JPS - zhamri/Hadoop GitHub Wiki

When you start a Hadoop cluster using commands like start-dfs.sh and start-yarn.sh, several Java processes are initiated to run the different components of Hadoop. You can list these processes using the jps command. Here are the key Java processes you should typically see for a fully operational Hadoop environment:

  1. NameNode: This is the master node of the Hadoop Distributed File System (HDFS). It manages the metadata of the HDFS. If you're running a fully distributed setup, this will be on a dedicated master machine.

  2. DataNode: These nodes store the actual data in HDFS. In a fully distributed setup, each machine acting as a DataNode will run this process.

  3. SecondaryNameNode: This process performs housekeeping functions for the NameNode, like periodic merging of namespace image with edit logs. It's a common misconception that this is a backup NameNode, but it's not.
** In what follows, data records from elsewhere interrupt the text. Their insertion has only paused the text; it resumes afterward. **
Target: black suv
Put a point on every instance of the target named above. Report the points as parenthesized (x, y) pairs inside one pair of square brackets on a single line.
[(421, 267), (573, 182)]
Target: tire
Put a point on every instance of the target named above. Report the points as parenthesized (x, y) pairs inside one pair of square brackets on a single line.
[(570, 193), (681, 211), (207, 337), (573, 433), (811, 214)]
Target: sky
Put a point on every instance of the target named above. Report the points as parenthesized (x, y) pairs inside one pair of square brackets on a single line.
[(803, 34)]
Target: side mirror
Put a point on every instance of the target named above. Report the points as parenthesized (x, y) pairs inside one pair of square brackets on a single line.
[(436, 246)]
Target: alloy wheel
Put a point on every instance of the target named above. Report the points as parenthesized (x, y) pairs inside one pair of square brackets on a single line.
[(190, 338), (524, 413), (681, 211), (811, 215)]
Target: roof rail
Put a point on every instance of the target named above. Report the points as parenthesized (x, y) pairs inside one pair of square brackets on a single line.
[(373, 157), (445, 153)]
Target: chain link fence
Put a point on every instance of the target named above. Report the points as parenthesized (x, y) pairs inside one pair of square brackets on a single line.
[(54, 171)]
  4. ResourceManager (part of YARN): This process manages the allocation of compute resources in the cluster. In a full-fledged cluster, it typically runs on a separate machine.

  5. NodeManager (part of YARN): Each NodeManager takes care of the containers and resource usage on its machine. If you're running a YARN cluster, each DataNode will typically also run a NodeManager.

  6. JobHistoryServer (optional): This process stores information about completed jobs and is part of YARN.

Depending on the configuration and the version of Hadoop, there may be additional or fewer services. For example, in a simple pseudo-distributed setup (where Hadoop is configured to run on a single machine in a distributed manner), all these processes will be running on your local machine.

In a more complex, fully distributed setup, these processes would be distributed across multiple machines. Additionally, if you're running other Hadoop ecosystem components (like HBase, Hive, etc.), there would be additional processes for those as well.